Marijuana still a drug with no accepted medical use, court says


WASHINGTON — Marijuana will continue to be considered a highly dangerous drug under federal law with no accepted medical uses, after a U.S. appeals court Tuesday refused to order a change in the government’s 40-year-old drug classification schedule.

The decision keeps in place an odd legal split over marijuana, a drug deemed to be as dangerous as heroin and worse than methamphetamine by federal authorities, but one that has been legalized for medical use by voters or legislators in 20 states and the District of Columbia.

A marijuana advocacy group went to court, arguing that federal officials had a duty to reexamine the medical evidence and reclassify marijuana as a drug that has clear benefits for those who are suffering and in pain. Joe Elford, counsel for Americans for Safe Access, said federal drug officials had a bias against marijuana that caused them to ignore its benefits and to exaggerate its dangers.

But three judges said they had a duty to defer to the judgment of federal health experts who had concluded they needed more evidence before reclassifying marijuana.

“To establish accepted medical use, the effectiveness of a drug must be established in well-controlled, well-designed, well-conducted and well-documented scientific studies [with] a large number of patients. To date, such studies have not been performed,” the Drug Enforcement Administration said in defense of its decision. The passage was quoted in Tuesday’s opinion.

Judge Harry Edwards, writing for the Court of Appeals for the District of Columbia, said the judges did not dispute that “marijuana could have some medical benefits.” Instead, he said, they were not willing to overrule the DEA because they had not seen large “well-controlled studies” that proved the medical value of marijuana.

“We’re disappointed, but not surprised,” said Steph Sherer, executive director of Americans for Safe Access. She said more than 1 million patients used marijuana as medicine across the nation.

She said the group would appeal to the Supreme Court. “We are also turning our attention to Congress. It is time we had a conversation about marijuana at the federal level,” she said.

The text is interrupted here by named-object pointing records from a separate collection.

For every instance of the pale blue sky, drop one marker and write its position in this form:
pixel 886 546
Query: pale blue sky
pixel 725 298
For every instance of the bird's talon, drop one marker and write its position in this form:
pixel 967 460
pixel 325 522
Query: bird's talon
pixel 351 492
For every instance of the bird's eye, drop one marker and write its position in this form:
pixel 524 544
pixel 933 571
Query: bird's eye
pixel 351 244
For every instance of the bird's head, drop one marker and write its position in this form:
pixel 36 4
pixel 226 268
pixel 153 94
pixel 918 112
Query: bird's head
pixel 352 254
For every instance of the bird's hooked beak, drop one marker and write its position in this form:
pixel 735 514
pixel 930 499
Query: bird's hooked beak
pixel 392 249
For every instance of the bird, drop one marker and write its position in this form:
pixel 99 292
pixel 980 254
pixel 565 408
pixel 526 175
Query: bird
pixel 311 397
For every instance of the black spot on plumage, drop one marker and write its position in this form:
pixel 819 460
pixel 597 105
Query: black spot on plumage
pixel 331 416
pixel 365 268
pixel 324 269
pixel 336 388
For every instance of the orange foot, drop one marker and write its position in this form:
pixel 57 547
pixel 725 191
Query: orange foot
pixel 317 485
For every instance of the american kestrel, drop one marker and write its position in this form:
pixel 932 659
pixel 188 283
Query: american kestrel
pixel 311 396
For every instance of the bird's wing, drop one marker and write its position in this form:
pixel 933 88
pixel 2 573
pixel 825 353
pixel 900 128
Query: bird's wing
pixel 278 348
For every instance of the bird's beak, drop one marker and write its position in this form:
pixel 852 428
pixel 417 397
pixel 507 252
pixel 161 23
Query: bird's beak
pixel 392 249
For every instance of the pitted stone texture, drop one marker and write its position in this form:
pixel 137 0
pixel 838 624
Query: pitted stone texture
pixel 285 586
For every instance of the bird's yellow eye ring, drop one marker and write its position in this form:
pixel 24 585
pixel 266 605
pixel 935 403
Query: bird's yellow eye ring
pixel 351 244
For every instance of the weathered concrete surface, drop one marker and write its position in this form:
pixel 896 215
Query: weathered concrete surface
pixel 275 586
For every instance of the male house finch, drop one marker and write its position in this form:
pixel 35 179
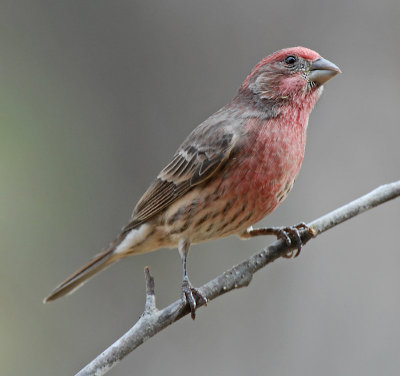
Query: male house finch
pixel 233 169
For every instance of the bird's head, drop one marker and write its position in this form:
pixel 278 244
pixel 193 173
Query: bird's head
pixel 290 73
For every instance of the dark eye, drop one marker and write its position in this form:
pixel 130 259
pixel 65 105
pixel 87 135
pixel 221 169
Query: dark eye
pixel 290 60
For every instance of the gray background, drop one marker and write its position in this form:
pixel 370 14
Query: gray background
pixel 95 98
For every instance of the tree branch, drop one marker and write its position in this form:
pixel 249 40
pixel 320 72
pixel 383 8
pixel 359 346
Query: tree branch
pixel 153 320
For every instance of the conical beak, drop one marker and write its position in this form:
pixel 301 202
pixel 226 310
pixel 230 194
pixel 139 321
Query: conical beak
pixel 322 70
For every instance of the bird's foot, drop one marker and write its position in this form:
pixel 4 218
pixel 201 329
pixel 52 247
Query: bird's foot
pixel 192 296
pixel 290 234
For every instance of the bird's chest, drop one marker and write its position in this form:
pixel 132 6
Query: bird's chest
pixel 267 164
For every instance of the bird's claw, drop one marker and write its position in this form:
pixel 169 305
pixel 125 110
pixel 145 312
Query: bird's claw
pixel 293 232
pixel 192 296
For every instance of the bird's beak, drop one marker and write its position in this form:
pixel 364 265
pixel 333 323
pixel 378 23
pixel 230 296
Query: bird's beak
pixel 322 70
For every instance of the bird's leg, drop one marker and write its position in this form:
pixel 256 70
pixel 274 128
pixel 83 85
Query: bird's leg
pixel 285 232
pixel 190 295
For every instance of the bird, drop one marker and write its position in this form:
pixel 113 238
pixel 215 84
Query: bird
pixel 232 170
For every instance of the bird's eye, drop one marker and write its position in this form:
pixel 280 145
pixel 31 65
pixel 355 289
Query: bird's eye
pixel 290 60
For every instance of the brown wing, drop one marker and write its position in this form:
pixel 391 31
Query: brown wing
pixel 199 157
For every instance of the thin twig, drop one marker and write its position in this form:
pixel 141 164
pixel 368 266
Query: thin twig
pixel 153 320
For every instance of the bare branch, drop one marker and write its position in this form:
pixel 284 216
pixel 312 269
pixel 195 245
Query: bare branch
pixel 153 320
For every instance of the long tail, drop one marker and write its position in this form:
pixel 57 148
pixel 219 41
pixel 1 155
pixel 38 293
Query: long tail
pixel 77 279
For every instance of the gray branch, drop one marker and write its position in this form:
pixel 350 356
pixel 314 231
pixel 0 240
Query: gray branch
pixel 154 320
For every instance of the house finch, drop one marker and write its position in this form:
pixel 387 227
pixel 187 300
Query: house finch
pixel 233 169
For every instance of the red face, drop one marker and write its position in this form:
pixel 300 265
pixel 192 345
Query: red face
pixel 291 72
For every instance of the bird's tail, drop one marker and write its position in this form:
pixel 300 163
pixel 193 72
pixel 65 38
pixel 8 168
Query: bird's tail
pixel 76 280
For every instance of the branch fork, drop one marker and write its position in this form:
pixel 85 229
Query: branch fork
pixel 153 320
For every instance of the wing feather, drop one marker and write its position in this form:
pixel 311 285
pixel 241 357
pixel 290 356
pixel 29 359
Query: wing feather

In December, President Obama and Sen. Patrick J. Leahy (D-Vt.), chairman of the Senate Judiciary Committee, said they were prepared to reconsider federal law that makes possession of small amounts of marijuana a crime. They were reacting to voters in Colorado and Washington who opted to permit recreational users to have an ounce of marijuana at home.

“So, what we’re going to need to have is a conversation about how do you reconcile a federal law that still says marijuana is a federal offense and state laws that it’s legal,” Obama told ABC News.

Leahy said he would consider legislative proposals that could relax federal enforcement against small amounts of marijuana.